Key Point
- As of September 30, 2021, private fund managers registered with the CFTC as CPOs or CTAs will be required, under new NFA guidance, to supervise certain third-parties performing regulatory functions.
- Effective September 30, 2021, private fund managers that are registered with the Commodity Futures Trading Commission (either as commodity pool operators or commodity trading advisors) and are National Futures Association members will be required, under a new NFA interpretive notice,1 to demonstrate that they are effectively supervising third-parties that perform regulatory functions.
While a registered private fund manager is already required, under NFA Compliance Rule 2-9(a), to “diligently supervise its employees and agents in the conduct of their commodity interest activities,” the new interpretive notice expressly states that the manager “may be subject to discipline” if a third party’s acts or omissions cause compliance failures by the manager.
“To mitigate the risks associated with outsourcing,” the new interpretive release requires that a registered private fund manager “must have a written supervisory framework over its outsourcing function.” The NFA identified five areas to include in such a framework, and published a related list of questions to address in the Self-Examination Questionnaire.2
Initial Risk Assessment
The interpretive notice states that registered private fund managers should determine which regulatory functions are appropriate to outsource and evaluate any associated risks, and warns that “unless a Member determines that it may adequately manage the risks associated with outsourcing a particular function, a Member generally should not move forward with outsourcing the function.”
The primary areas of risk flagged in the interpretive notice include: (i) the type of confidential, personally identifying or other valuable information the service provider may have access to and the steps it takes to safeguard such information; (ii) the impact of any potential compliance failures by the service provider; and (iii) whether the service provider has the necessary resources to meet its contractual obligations and provide access to all required records.
Onboarding Due Diligence
Once a Member has established which regulatory functions are appropriate to outsource, the Member should perform due diligence to ensure any potential third-party service provider (i) is aware of relevant rules and regulations; (ii) has sufficient experience; and (iii) has the necessary operational capabilities. Due diligence should be heightened for third-party service providers who may obtain or have access to confidential data.

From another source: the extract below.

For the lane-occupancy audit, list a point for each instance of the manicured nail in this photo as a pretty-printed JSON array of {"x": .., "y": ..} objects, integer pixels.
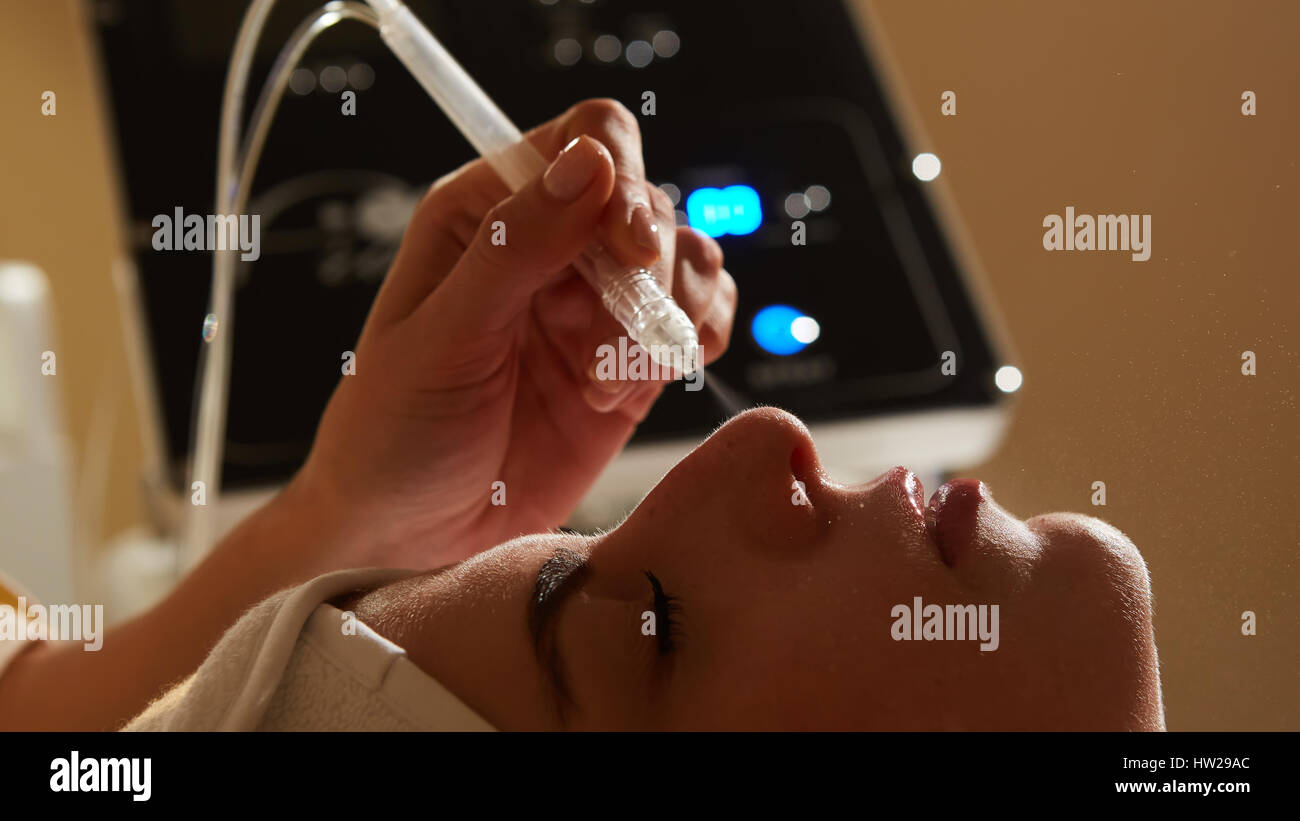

Key areas to consider include IT security, financial stability, background of key employees, regulatory history, business continuity and contingency plans. The NFA suggests a written agreement with a third-party service provider outlining the scope of services and addressing any additional terms, including whether the service provider uses subcontractors for any function and establishing a termination right if material changes are made with respect to the use of subcontractors.
Ongoing Monitoring
Under the interpretive notice, registered private fund managers, should establish both an ongoing review of particular functions and a periodic holistic review of performance. In addition, they should require notification of any material changes to operations, systems or processes, and establish escalation to senior management in the event of a third-party service provider’s failure to perform its duties or change in risk profile (e.g., in the event of a regulatory fine or business failure).
Termination
Sufficient notice from third-party service providers should be required prior to termination, and the manager should be able to obtain all manager and client records and to ensure former service providers return and no longer have access to confidential information.
Recordkeeping Relating to Third-Party Service Providers
Covered fund managers must maintain appropriate records pursuant to NFA Compliance Rules 2-10 and 2-49 to demonstrate compliance with the interpretive notice.
Impact on CPO/CTA Members’ Use of Third-Party Service
While the new interpretative notice did not specifically target any particular categories of service providers, many private fund managers engage third-parties for their administration, compliance and finance functions, all of which may fall within the interpretative notice’s scope of concern. As the trend of outsourcing non-investment functions continues, registered managers should ensure that their supervisory efforts increase accordingly. The timing of effective date of the interpretive notice (the end of Q3) suggests that the NFA expects this effort to be highlighted in the 2021 annual self-assessment.
1 The Interpretive Notice can be found here.
2 A comprehensive list of questions a Member may use to formulate its written framework to address the Interpretive Notice’s requirements can be found here.